Can you earn money by mimicking the activity of large investors? Tracking hedge funds might not get you rich fast, but it might give you an edge to beat the market and earn some solid returns. At Insider Monkey we track over 700 funds with hundreds of millions of dollars in assets under management, which employ a scrupulous approach to researching companies and picking those that are most likely to offer big returns. Moreover, when a fund plans to invest a significant amount of cash in a company, its manager can go to the management of the company and have a face-to-face discussion, which publicly discloses further information about the company, it’s management’s performance, and its operations. However, since funds have such large amounts of money they have to invest, they can obtain lower returns in exchange for a lower risk and still satisfy their investors with profits. That’s why we follow the activity of all the funds that we track and identify the most popular stocks among them. A particular case is billionaire investors, who managed to earn their impressive wealth by meticulously picking winners in the US equity markets or picking undervalued stocks and then pushing for changes that maximize shareholder value.
In this article we will focus on billionaire investors and five stocks from the consumer defensive sector that have been the most popular among them. Consumer defensive stocks are non-cyclical and are always in demand, no matter how the market is going, that’s why the sector was able to provide average returns of around 16% over the last year. Warren Buffett has invested around 25% of his equity portfolio in these stocks, with Coca-Cola being one of his largest holdings for decades. The last round of 13F filings showed that The Coca-Cola Co (NYSE:KO), together with Mondelez International Inc (NASDAQ:MDLZ), Tyson Foods, Inc. (NYSE:TSN), Lorillard Inc. (NYSE:LO) and Coca-Cola Enterprises Inc (NYSE:CCE) have been some of the favorite stocks of billionaires. Let’s take them one by one.
In first place stands Mondelez International Inc (NASDAQ:MDLZ), in which 12 funds led by billionaires held long positions. Among them are billionaires Nelson Peltz and Mason Hawkins, who held 46.30 million shares and 26.74 million shares at the end of the last quarter respectively. In the equity portfolios of both investors, Mondelez International Inc (NASDAQ:MDLZ) represented one of the largest stakes, accounting for over 17% of Peltz’s Trian Partners’ portfolio, and 5% of Hawkins’ Southeastern Asset Management’s equity portfolio. Mondelez’s stock returned around 10% over the last year, underperforming the sector’s average of 14%. On the other hand, among all funds that we track, 63 investors reported holding shares of Mondelez in the last round of 13F filings, versus 69 funds in the previous quarter.
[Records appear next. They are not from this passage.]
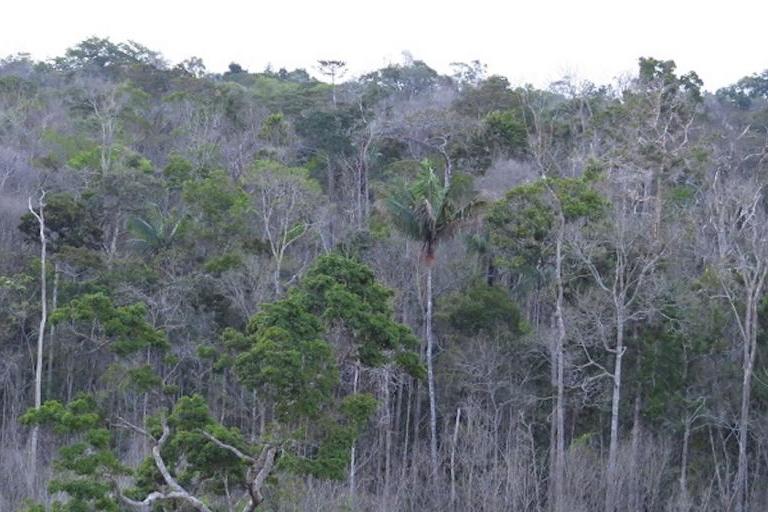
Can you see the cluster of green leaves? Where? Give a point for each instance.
(522, 225)
(427, 210)
(124, 328)
(86, 468)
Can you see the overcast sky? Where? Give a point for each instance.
(529, 41)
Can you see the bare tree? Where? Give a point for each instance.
(737, 225)
(333, 69)
(621, 260)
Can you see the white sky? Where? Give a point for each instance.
(527, 41)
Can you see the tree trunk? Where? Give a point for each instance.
(453, 457)
(613, 448)
(352, 466)
(559, 460)
(431, 380)
(684, 497)
(41, 329)
(749, 353)
(52, 330)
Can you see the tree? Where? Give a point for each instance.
(530, 229)
(287, 204)
(738, 236)
(286, 355)
(621, 256)
(429, 211)
(333, 69)
(40, 217)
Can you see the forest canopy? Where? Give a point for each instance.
(260, 290)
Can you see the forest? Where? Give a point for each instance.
(403, 291)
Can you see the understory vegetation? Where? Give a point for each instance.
(403, 291)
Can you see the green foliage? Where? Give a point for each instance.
(344, 292)
(124, 328)
(522, 225)
(85, 468)
(68, 223)
(482, 309)
(428, 211)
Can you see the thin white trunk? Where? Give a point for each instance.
(559, 459)
(41, 329)
(352, 466)
(613, 448)
(453, 456)
(431, 381)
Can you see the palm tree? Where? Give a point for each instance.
(429, 211)
(154, 233)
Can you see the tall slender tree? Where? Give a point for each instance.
(429, 211)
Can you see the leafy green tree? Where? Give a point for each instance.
(285, 355)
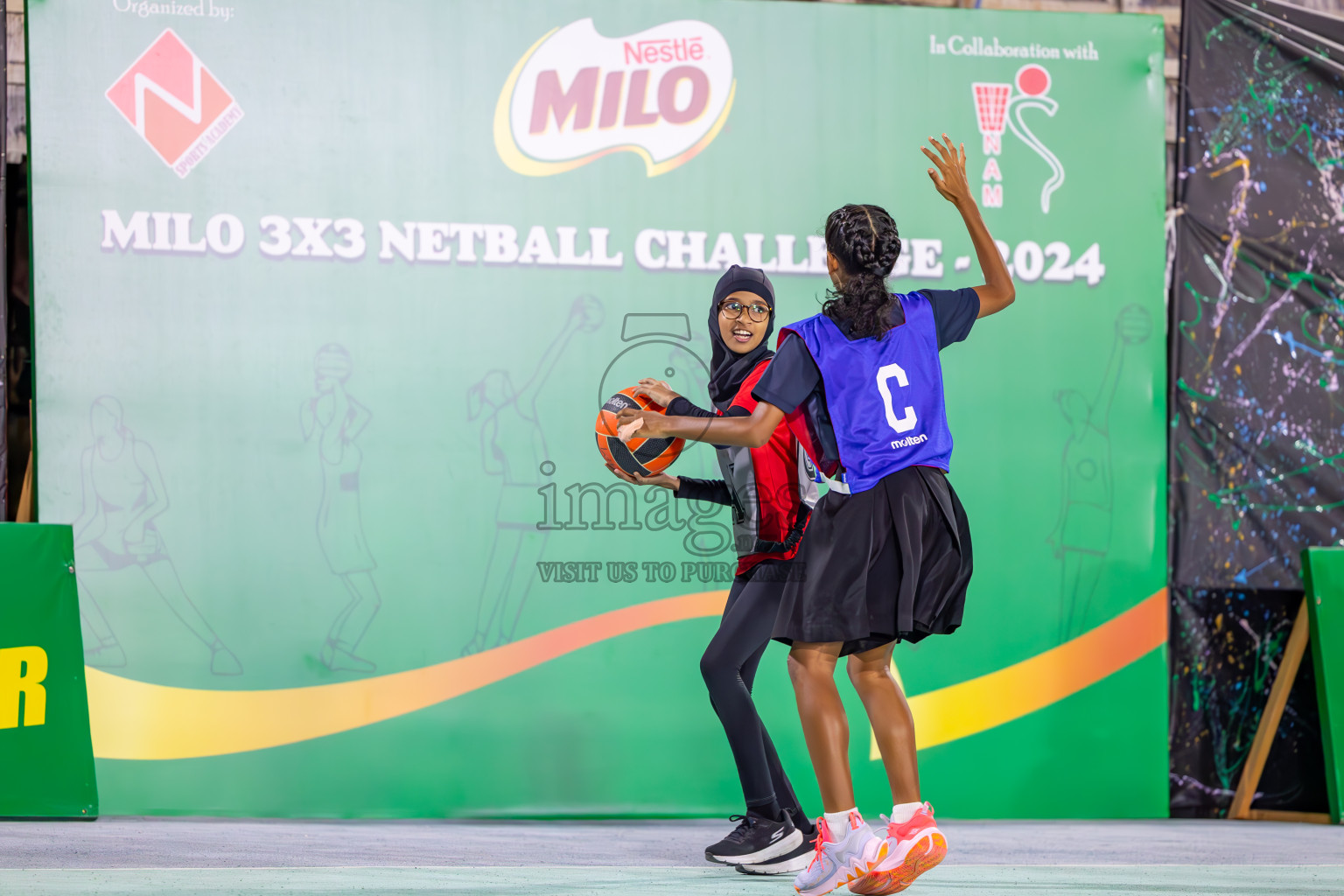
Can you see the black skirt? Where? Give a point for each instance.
(890, 564)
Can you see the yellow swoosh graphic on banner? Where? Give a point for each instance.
(138, 720)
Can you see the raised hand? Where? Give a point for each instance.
(949, 171)
(657, 479)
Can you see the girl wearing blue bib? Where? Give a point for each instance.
(886, 556)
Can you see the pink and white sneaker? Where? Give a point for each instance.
(912, 850)
(839, 860)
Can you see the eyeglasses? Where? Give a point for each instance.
(732, 311)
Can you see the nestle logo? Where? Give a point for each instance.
(172, 100)
(664, 50)
(577, 95)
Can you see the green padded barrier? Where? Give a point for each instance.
(46, 752)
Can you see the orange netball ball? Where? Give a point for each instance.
(640, 456)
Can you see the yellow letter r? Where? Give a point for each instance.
(22, 670)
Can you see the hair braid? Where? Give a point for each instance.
(864, 241)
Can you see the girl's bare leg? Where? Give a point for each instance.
(812, 667)
(894, 727)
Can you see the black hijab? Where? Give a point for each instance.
(727, 368)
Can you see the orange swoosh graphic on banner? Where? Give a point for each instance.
(138, 720)
(1000, 696)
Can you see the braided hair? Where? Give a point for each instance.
(864, 241)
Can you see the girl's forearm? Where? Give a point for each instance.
(998, 291)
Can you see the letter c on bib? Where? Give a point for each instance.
(902, 424)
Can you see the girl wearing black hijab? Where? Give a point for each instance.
(772, 492)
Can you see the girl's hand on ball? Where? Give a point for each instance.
(657, 479)
(657, 389)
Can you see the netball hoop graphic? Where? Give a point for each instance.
(122, 496)
(999, 109)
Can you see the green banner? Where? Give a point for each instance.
(46, 758)
(327, 298)
(1324, 578)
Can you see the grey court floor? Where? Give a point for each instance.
(226, 858)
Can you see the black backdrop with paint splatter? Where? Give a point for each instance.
(1256, 336)
(1226, 649)
(1256, 318)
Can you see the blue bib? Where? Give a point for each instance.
(885, 396)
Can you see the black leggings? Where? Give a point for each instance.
(729, 668)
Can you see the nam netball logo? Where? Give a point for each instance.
(999, 109)
(173, 102)
(577, 95)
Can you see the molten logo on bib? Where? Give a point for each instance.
(173, 102)
(577, 95)
(999, 109)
Even though Mondelez International Inc (NASDAQ:MDLZ) reported earnings above the estimates in its latest financial report, the company is struggling from the volatility in currencies and the stronger US dollar, as 80% of its revenues are from international markets, as well as from competitive pressure and weaknesses in some categories of food products it manufactures.
Tyson Foods, Inc. (NYSE:TSN) was another consumer defensive stock on billionaires’ radars, one in which 12 billionaires reported stakes, the same number as in Mondelez. However, the overview of our whole data shows that the number of funds holding long positions went up to 54 from 52 during the fourth quarter. Stakes in the poultry and meat producer have been disclosed by billionaires Ken Griffin of Citadel Advisors and Steven Cohen of Point72 Asset Management, among others. However, both Griffin and Cohen cut their exposure to Tyson Foods, Inc. (NYSE:TSN) during the fourth quarter, to 5.56 million shares and 5.18 million shares respectively. Other billionaires betting on Tyson Foods, Inc. (NYSE:TSN) include Israel Englander, David E. Shaw, and Glenn Russell Dubin.